Harrow's Streams

Streams in Harrow: the problem and what we will try to do

Click on the map for a higher resolution PDF.

Key to numbered locations. Click here for contact details of individual sites.
1. Riverside Park
2. Pinner Park Farm
3. Headstone Manor Park Features in our video tour of the Yeading Brook West
4 Yeading Walk Features in our video tour of the Yeading Brook West
5 Streamside Open Space Features in our video tour of the Yeading Brook West
6 Roxbourne Park Features in our video tour of the Yeading Brook West
7 Newton Farm Ecology Park
8 Newton Park West
9 Old Redding Nature Reserve
10 Bentley Priory Nature Reserve
11 Stanmore Common
12 Stanmore Country Park and Wood Farm
13 Stanmore Marsh
14 Woodcock Park

Several sections of the Yeading Brook West will be enhanced as part of Harrow Council's Yeading Brook Unbound project.
Two of London's rivers, the Pinn and the Crane*, rise in Harrow, while streams in the eastern half of the borough join together further downstream to form the river Brent. However for the most part we are unaware of these streams as they flow behind back gardens or under our feet in culverts. We are often only aware of them when they emerge to flow through parks and open spaces or, unfortunately, when they cannot manage the water flow, they will flood and damage homes and block roads.

There are a few places where these streams provide a pleasant public amenity. Chief among these are:
  • Summerhouse Lake in Bentley Priory Nature Reserve
  • The moat and wetlands at Headstone Manor Park and Headstone Manor Museum
  • The Yeading Brook West in Yeading Walk, Streamside Open Space and Roxbourne Park
  • The Yeading Brook East in Newton Park West
Unfortunately, however, the vast majority of our streams are ugly and highly polluted. Harrow Council is working with various London and national bodies to improve the situation. Some sections of streams have been successfully rewilded, that is, given more natural bends and contours. This slows the flow of water and helps prevent flooding downstream, with the channel and its banks supporting diverse native plants and animals.

However, while rewilded streams and restored habitat look better, poor water quality and recurring pollution mean they often support only a fraction of the wildlife that should be present. Harrow Nature Conservation Forum have been awarded a grant from Thames Water's Rivers and Wetlands Community Days Fund to survey Harrow's ponds and waterways, add to knowledge of our about them, work to improve them - and encourage you to get involved.

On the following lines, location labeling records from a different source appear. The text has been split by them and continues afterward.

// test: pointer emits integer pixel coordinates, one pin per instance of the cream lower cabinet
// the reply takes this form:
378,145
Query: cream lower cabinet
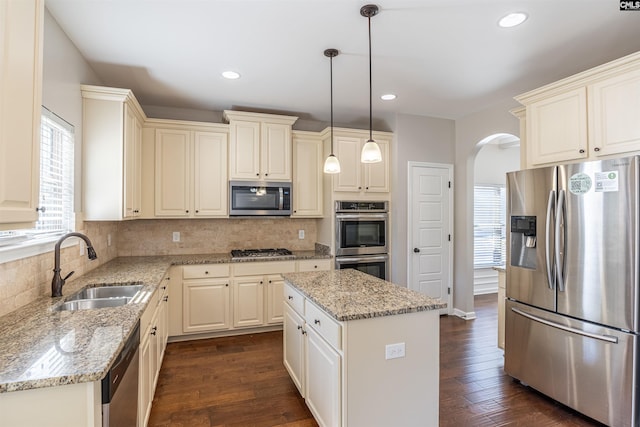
206,298
21,35
341,368
258,289
153,342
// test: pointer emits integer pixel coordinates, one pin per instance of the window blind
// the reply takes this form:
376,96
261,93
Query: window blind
489,232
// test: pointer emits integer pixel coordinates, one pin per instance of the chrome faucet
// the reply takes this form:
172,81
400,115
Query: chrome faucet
58,282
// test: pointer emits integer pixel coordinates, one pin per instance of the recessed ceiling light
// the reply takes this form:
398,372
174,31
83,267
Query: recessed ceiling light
512,19
231,75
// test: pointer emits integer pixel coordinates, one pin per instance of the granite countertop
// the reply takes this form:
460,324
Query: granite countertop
42,347
351,294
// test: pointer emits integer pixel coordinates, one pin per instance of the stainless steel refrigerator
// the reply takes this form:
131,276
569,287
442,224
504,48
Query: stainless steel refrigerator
571,320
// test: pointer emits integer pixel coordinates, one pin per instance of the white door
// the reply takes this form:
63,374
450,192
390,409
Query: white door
430,237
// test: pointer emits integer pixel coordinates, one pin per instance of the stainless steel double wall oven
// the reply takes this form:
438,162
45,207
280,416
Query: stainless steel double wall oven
362,236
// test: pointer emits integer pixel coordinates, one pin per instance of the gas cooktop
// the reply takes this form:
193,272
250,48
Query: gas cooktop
261,253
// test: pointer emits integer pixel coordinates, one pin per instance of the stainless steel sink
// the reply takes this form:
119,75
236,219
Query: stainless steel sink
102,296
114,291
86,304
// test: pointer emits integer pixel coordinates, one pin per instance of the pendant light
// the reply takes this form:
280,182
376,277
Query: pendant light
331,165
371,151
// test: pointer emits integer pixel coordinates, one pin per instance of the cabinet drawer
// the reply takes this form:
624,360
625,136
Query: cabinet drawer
314,265
205,270
328,328
263,268
294,298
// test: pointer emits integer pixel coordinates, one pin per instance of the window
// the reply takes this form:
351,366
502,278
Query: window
489,234
55,207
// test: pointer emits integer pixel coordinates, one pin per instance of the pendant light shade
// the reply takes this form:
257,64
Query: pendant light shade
332,164
371,151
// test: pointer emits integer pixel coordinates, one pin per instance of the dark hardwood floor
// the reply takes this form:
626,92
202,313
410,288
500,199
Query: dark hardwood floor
240,381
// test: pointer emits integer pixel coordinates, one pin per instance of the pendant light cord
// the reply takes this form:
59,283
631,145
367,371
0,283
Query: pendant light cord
331,98
370,87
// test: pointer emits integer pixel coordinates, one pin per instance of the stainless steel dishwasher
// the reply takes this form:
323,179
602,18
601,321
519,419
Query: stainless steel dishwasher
120,386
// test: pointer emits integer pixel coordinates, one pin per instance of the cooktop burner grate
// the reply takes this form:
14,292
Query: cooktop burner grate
261,253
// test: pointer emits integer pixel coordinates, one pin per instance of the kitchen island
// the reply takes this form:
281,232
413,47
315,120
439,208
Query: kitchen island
362,351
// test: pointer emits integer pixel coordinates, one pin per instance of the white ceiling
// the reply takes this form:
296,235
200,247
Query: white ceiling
443,58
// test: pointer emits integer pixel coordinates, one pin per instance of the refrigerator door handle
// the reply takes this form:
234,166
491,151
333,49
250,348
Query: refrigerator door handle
559,240
550,263
607,338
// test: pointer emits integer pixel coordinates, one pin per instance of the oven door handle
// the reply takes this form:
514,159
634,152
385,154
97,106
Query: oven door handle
371,258
362,216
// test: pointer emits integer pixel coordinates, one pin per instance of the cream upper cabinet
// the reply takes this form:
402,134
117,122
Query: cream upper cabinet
21,31
112,140
190,170
356,177
259,146
588,116
308,163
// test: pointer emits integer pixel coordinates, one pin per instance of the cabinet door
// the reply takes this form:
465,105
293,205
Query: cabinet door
323,395
376,175
145,395
275,155
172,172
275,297
248,301
614,115
307,177
557,128
210,174
132,163
244,150
293,341
20,104
350,176
206,305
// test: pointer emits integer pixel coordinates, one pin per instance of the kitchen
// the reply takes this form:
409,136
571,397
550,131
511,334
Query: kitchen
150,237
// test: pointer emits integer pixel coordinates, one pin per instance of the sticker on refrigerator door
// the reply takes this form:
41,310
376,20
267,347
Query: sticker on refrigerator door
606,181
580,183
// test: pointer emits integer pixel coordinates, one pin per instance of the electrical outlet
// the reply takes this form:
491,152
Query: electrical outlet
394,351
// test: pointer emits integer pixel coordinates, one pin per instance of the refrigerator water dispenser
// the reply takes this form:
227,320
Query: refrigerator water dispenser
523,241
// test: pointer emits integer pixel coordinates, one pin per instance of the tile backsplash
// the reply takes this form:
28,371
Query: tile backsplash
197,236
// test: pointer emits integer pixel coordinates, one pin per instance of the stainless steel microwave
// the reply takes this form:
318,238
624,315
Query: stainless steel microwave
257,198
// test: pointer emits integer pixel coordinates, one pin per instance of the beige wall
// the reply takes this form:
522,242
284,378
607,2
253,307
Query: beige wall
201,236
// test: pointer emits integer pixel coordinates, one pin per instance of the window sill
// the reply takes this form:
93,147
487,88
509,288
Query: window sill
31,247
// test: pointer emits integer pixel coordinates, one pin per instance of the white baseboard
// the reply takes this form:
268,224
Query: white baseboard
464,315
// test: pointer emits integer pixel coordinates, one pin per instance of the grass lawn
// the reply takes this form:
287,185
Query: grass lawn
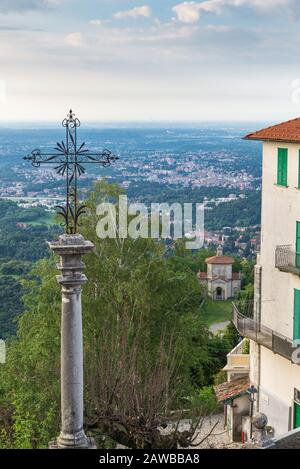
216,311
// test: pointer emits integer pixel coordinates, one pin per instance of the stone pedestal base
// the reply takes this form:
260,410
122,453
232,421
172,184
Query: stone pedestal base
91,444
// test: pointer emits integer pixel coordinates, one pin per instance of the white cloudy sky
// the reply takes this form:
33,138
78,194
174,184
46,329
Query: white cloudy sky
156,60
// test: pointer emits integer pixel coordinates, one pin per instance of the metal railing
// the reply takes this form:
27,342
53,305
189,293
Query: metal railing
287,260
262,335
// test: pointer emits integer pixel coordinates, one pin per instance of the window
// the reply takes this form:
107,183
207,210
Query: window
299,171
296,314
282,167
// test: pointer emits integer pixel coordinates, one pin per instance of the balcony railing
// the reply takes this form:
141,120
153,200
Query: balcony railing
262,335
287,260
238,361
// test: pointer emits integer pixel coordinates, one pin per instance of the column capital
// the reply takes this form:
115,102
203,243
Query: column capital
70,249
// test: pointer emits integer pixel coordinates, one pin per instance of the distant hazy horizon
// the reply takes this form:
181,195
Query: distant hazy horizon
149,60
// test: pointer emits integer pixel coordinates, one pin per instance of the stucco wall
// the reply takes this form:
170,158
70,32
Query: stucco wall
280,211
278,378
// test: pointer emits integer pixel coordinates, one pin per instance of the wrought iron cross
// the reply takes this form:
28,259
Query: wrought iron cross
69,160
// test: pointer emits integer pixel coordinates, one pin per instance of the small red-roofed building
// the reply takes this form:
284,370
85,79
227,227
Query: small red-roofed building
221,282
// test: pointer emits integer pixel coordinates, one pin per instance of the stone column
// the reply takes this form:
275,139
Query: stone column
70,249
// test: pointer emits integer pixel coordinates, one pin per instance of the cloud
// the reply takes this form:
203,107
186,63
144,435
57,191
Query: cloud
96,22
190,12
23,5
75,40
143,11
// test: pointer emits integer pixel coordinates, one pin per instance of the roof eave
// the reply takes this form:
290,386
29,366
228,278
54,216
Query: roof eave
279,140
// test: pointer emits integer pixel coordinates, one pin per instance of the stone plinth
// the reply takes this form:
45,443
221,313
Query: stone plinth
70,249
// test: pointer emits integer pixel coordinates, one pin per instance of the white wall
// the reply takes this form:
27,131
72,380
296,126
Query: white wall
280,211
278,378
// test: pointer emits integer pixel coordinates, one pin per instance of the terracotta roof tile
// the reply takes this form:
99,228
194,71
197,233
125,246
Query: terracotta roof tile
285,132
219,260
202,275
236,275
232,390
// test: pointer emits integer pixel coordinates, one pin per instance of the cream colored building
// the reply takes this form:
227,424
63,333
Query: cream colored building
273,323
221,282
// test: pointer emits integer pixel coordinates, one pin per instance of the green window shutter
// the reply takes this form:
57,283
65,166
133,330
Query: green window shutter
282,166
296,415
296,314
299,171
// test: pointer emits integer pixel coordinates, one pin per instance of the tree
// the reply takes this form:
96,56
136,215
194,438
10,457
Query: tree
146,349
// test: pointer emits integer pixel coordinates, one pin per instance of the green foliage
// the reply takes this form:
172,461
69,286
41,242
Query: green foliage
220,377
128,278
206,400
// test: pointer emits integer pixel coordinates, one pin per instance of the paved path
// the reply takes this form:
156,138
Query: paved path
219,326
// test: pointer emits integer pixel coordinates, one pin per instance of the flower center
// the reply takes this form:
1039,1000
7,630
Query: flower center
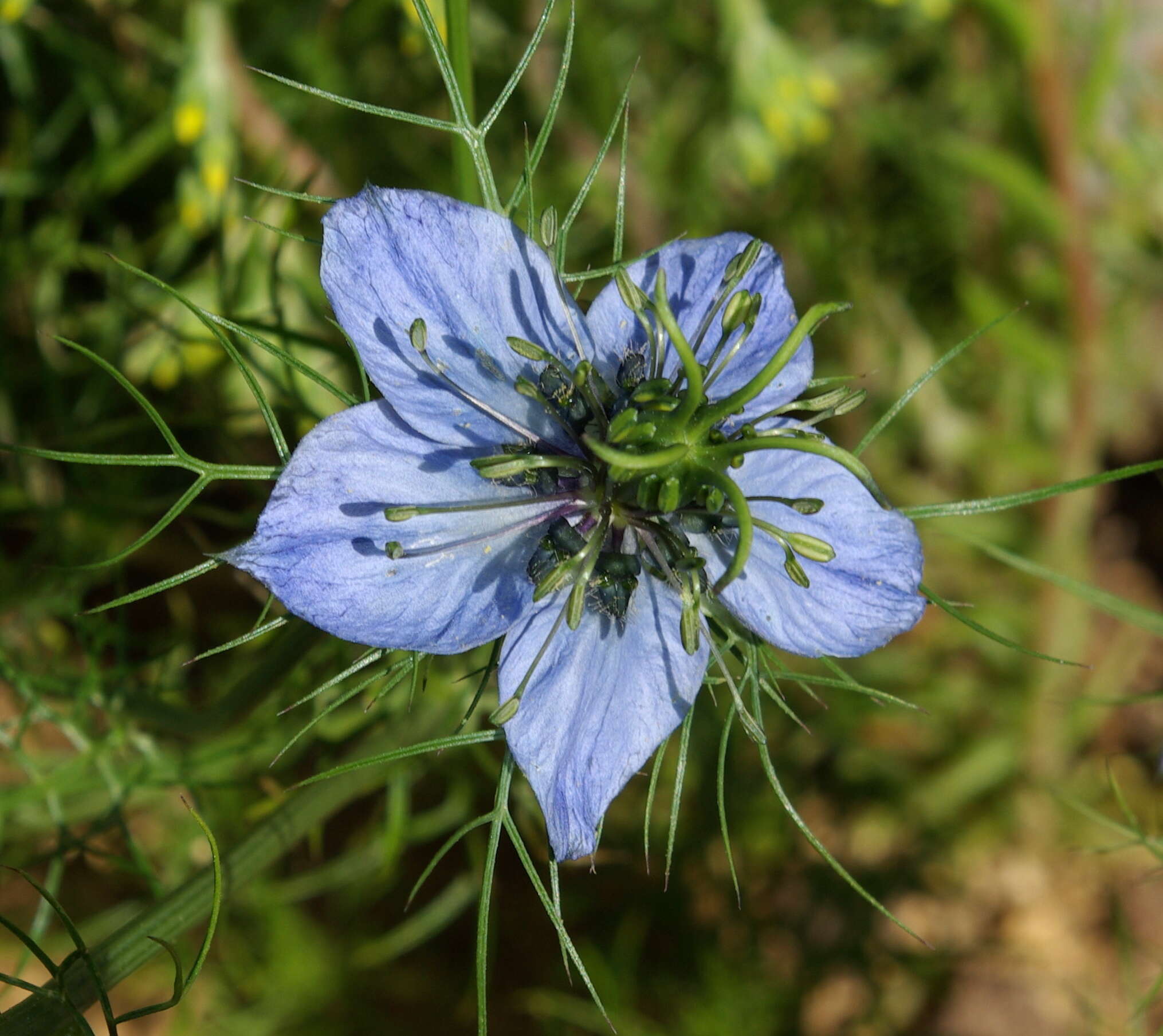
653,455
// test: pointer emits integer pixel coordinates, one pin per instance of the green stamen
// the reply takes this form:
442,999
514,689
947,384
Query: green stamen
739,504
691,369
776,441
504,466
635,462
718,412
411,511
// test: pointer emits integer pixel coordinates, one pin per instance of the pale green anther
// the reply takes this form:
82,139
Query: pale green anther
633,297
670,494
851,403
648,492
556,578
575,607
689,627
803,505
489,364
622,424
737,311
549,227
522,347
665,405
653,390
819,403
810,547
739,265
504,713
641,433
418,334
795,570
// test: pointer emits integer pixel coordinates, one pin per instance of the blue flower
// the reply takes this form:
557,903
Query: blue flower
588,485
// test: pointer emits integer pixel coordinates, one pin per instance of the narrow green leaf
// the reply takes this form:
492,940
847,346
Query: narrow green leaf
148,408
518,72
952,609
684,744
158,588
656,770
172,513
360,106
554,919
817,845
500,810
952,355
990,504
256,391
591,176
275,624
1120,608
396,755
547,126
720,797
298,196
217,901
283,233
449,843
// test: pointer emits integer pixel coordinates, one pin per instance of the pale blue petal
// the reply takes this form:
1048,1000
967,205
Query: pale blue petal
694,271
320,543
858,601
599,703
392,256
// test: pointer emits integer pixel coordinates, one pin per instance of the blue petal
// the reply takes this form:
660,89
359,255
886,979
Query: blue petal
600,700
858,601
394,256
694,271
320,543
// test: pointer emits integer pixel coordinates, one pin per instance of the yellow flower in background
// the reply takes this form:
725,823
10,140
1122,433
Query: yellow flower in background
188,123
823,89
783,103
215,177
13,11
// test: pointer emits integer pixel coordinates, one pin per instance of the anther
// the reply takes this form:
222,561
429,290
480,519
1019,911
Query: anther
549,227
740,264
418,334
632,371
529,350
811,548
737,311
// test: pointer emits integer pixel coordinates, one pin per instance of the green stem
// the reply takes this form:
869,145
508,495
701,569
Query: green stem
131,947
807,446
738,501
459,52
691,369
739,399
636,462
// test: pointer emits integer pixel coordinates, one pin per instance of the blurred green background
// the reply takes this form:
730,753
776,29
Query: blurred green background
937,162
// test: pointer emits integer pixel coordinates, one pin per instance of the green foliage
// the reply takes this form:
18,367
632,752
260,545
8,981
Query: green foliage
867,143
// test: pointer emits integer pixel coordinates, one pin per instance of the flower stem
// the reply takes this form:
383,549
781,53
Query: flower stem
459,52
739,399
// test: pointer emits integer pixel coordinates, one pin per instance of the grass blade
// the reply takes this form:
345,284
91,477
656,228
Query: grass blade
909,393
988,505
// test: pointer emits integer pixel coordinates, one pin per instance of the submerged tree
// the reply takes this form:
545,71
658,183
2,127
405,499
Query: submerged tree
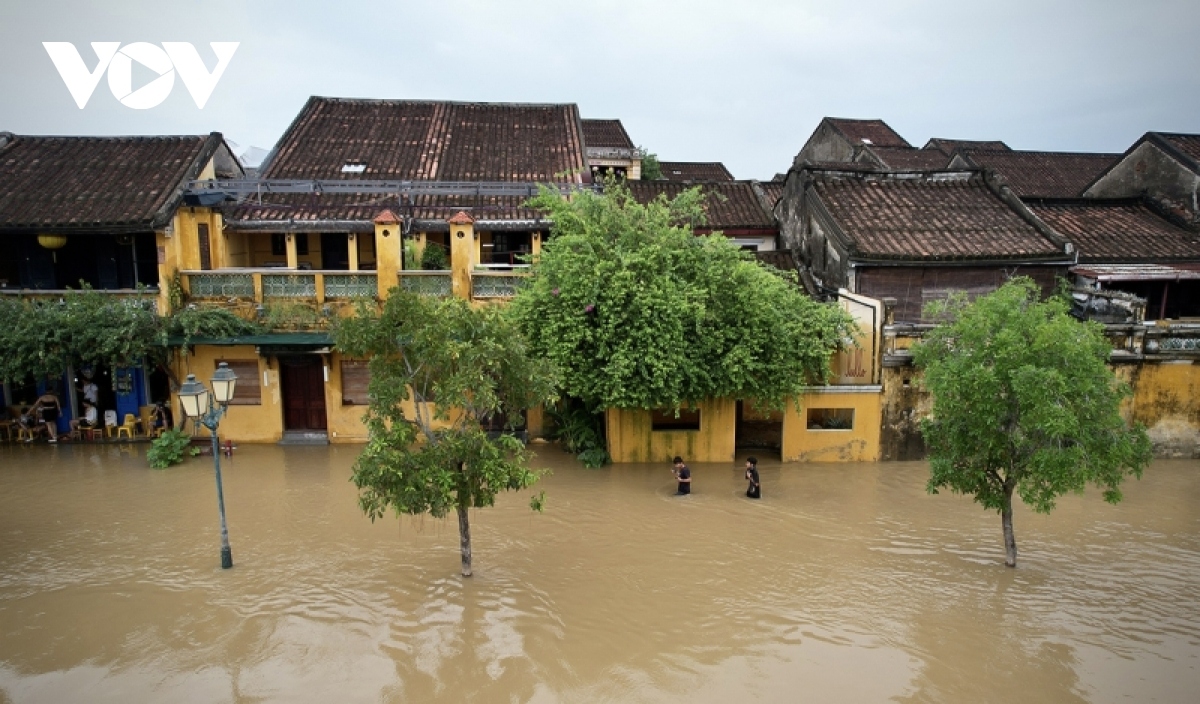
1024,403
639,312
439,371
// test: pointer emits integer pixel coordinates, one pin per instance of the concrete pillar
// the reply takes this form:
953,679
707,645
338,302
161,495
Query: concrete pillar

Misconnections: the source of the most serious pollution

Below Harrow's streets are two sets of pipes that together form a so-called “Separate Sewer System”. When this is set up properly, rain water from street drains and the roofs of buildings is collected in surface water drains which empty, without further treatment, into streams and rivers. Foul water from washbasins, showers, washing machines and toilets is collected into foul sewers that run to sewage treatment systems to be purified before release into streams and rivers.

There are many problems with the infrastructure in Harrow but the most serious cause of pollution is misconnections: the connection of waste pipes carrying foul water to surface water drains rather than foul water sewers. When most of Harrow's houses were built in the early 20th century the connections were made correctly. However more recent extensions, garden offices and illegal “beds in sheds” are all too often connected incorrectly, with builders connecting foul outflows into the first pipe they find without checking whether it is a foul or surface drain.

There's a good presentation by Thames21 about all these questions and how they can be helped by citizen involvement - click here to read a PDF.

* The Yeading Brook West and Yeading Brook East join downstream. A little further downstream the watercourse changes name and becomes the River Crane.